Già questo basterebbe a capire perché Montesarchio è tra i Borghi più belli d’Italia, eppure esso offre molto altro. Dal 1400 Montesarchio si impone come notevole realtà agricola e commerciale, punto di snodo delle tratte che da Napoli portavano verso la Puglia, ed è proprio in questo periodo che la città torna ad estendersi verso la valle. Lo sviluppo dell’attuale Piazza Umberto I e di tutte le strade adiacenti, risale al ‘600, quando iniziò a diffondersi anche una fervente attività artigianale concentrata particolarmente intorno alla lavorazione della creta e alla produzione di vasellame. Una di queste strade porta ancora oggi il nome di Via Cretazzo, proprio per il grande numero di artigiani della creta che la popolavano. Il Municipio ha oggi sede a Borgo San Francesco, nucleo cinquecentesco, e la Chiesa di San Francesco, sede degli uffici comunali, seppur non conserva più nulla delle sue origini medievali, è uno dei più bei esempi di architettura settecentesca di tutto il Sannio.

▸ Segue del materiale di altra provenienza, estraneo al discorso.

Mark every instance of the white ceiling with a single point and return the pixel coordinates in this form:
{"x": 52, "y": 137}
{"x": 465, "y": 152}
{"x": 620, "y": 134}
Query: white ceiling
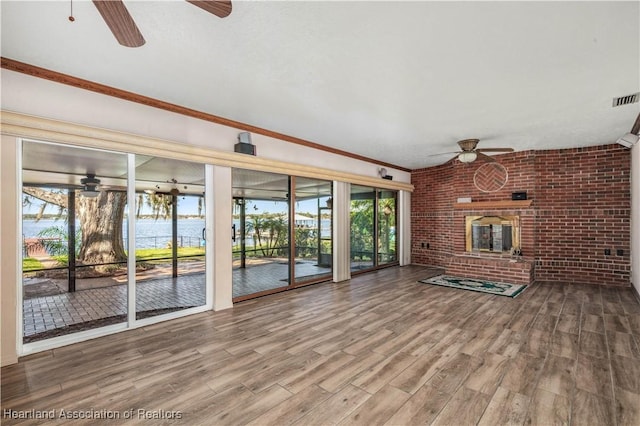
{"x": 393, "y": 81}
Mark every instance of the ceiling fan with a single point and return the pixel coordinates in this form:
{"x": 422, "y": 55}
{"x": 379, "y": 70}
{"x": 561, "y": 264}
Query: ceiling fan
{"x": 469, "y": 152}
{"x": 124, "y": 28}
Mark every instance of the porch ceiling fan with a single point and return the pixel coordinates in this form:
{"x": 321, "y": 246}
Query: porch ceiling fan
{"x": 469, "y": 152}
{"x": 124, "y": 28}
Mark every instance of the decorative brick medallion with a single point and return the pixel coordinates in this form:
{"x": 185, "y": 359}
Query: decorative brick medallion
{"x": 490, "y": 177}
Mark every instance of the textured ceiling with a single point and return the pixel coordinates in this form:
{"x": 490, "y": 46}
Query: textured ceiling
{"x": 393, "y": 81}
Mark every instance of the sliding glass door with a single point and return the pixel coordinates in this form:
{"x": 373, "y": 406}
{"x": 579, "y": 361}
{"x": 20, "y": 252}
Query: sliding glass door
{"x": 282, "y": 232}
{"x": 373, "y": 228}
{"x": 79, "y": 228}
{"x": 170, "y": 224}
{"x": 312, "y": 229}
{"x": 74, "y": 260}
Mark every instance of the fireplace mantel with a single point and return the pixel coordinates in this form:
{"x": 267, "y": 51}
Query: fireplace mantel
{"x": 493, "y": 205}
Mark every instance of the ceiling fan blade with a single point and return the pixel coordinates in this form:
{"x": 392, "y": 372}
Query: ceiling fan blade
{"x": 494, "y": 150}
{"x": 636, "y": 126}
{"x": 120, "y": 22}
{"x": 220, "y": 8}
{"x": 444, "y": 153}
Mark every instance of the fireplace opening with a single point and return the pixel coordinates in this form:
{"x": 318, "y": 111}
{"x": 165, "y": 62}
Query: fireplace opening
{"x": 495, "y": 234}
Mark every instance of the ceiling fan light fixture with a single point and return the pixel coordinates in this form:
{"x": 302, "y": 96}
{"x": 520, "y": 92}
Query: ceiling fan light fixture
{"x": 467, "y": 157}
{"x": 90, "y": 192}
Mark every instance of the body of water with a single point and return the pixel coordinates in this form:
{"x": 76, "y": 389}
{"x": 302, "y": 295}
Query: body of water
{"x": 150, "y": 233}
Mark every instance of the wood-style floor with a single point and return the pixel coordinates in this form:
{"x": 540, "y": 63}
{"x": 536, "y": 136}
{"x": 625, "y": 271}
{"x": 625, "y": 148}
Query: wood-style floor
{"x": 379, "y": 349}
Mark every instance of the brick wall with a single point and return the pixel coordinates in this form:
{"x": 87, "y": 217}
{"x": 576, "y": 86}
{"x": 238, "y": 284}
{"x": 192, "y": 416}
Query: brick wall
{"x": 581, "y": 206}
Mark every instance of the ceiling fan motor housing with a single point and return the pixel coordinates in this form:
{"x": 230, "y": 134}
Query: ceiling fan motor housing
{"x": 468, "y": 144}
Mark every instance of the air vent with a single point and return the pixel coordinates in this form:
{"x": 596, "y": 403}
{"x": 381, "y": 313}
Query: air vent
{"x": 625, "y": 100}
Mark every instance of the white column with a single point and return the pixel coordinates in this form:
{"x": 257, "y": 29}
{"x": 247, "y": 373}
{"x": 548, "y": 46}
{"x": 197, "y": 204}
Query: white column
{"x": 341, "y": 231}
{"x": 219, "y": 246}
{"x": 404, "y": 227}
{"x": 10, "y": 248}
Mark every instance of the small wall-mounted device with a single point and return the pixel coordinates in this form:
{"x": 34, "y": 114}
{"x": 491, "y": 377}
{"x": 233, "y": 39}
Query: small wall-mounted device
{"x": 628, "y": 140}
{"x": 244, "y": 145}
{"x": 521, "y": 195}
{"x": 383, "y": 174}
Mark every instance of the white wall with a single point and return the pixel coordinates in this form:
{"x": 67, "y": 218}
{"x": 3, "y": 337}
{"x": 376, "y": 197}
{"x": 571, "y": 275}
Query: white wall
{"x": 635, "y": 217}
{"x": 41, "y": 98}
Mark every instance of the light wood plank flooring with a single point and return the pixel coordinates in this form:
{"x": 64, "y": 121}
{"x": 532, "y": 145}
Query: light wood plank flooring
{"x": 379, "y": 349}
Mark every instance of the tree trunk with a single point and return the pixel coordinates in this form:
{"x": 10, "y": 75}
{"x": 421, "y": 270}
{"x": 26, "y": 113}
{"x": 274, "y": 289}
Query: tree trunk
{"x": 101, "y": 226}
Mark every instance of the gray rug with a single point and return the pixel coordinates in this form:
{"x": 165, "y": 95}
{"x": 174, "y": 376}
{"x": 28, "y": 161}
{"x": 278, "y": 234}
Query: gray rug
{"x": 483, "y": 286}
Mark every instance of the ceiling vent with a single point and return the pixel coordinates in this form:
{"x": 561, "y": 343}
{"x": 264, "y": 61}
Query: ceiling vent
{"x": 625, "y": 100}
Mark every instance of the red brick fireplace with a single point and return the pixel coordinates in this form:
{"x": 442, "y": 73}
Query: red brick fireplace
{"x": 574, "y": 224}
{"x": 496, "y": 264}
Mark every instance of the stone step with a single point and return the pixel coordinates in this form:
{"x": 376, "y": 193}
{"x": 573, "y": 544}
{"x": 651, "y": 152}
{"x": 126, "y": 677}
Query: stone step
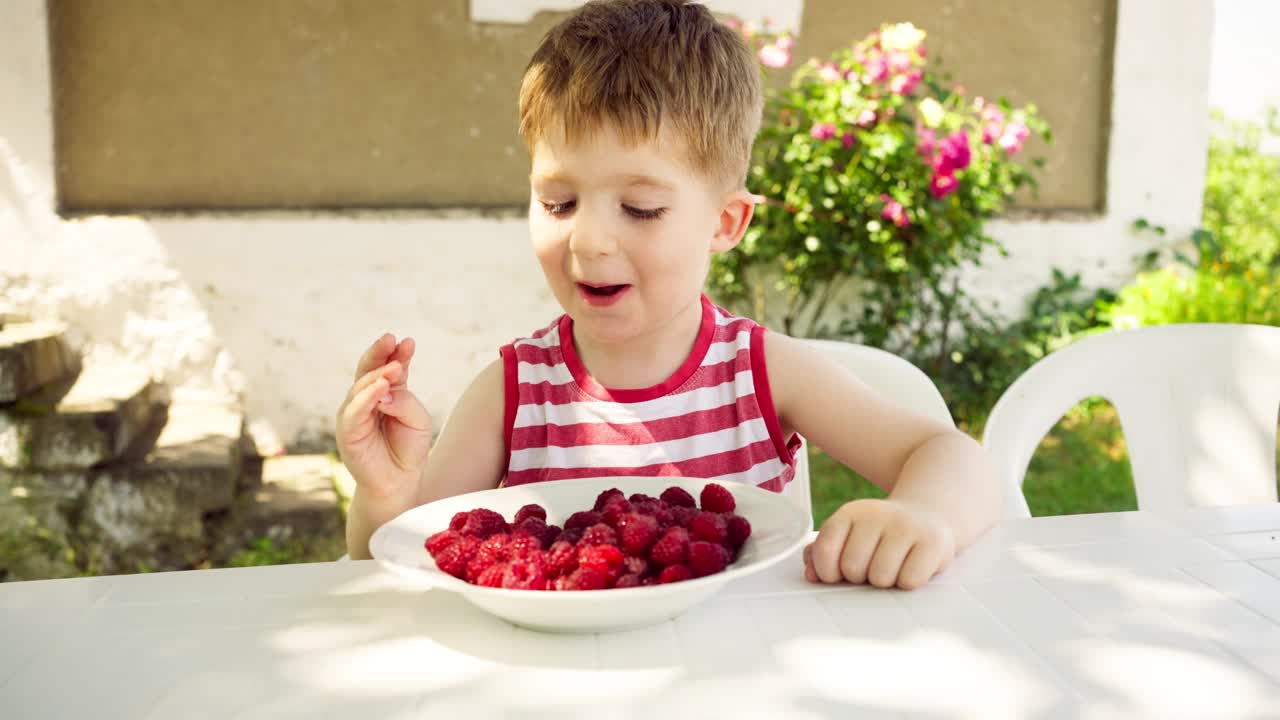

Da poco diventata Città del Vino, il territorio di Montesarchio è padre di due vitigni storici dell’enologia campana: alle pendici del Monte Taburno si coltivano, infatti, da sempre Coda di Volpe e Falanghina. I vigneti di Coda di Volpe vantano circa due secoli di vita, quelli di Falanghina sono invece tra i pochi ad essere sopravvissuti alla devastazione della fillossera che distrusse gran parte dei vigneti di tutta Europa ma che non attecchì su suoli vulcanici, al punto che negli anni Sessanta la coltivazione era limitata tra Montesarchio e Benevento. E un buon vino non può che accompagnare una buona cucina, di cui sicuramente la pasta fresca è uno dei prodotti di punta. Tra i piatti tipici meritano menzione i “cazzarielli”, gnocchi di patate conditi con carne di capra. Come ogni cucina contadina, ogni stagione ha i suoi prodotti e, di conseguenza, i suoi piatti. Nel periodo invernale la fanno da padrone le zuppe, di sedano o di cardone, mentre in estate un piatto diffuso e protagonista di una sagra ormai decennale nella frazione di Varoni, è la parmigiana alla sannita, anche detta “melanzana nel cassone”: una melanzana svuotata della polpa che con l’aggiunta di pane indurito e di particolari ingredienti rende l’insieme un piatto speciale. Un’altra pianta che sicuramente caratterizza tutto il territorio del Taburno, e quindi di Montesarchio, è sicuramente l’olivo. Si tratta di una coltivazione che ha mantenuto le caratteristiche tradizionali, con la presenza di ulivi anche ultrasecolari e diverse cultivar locali che consentono di ottenere un prodotto oleario dalle caratteristiche ben riconoscibili.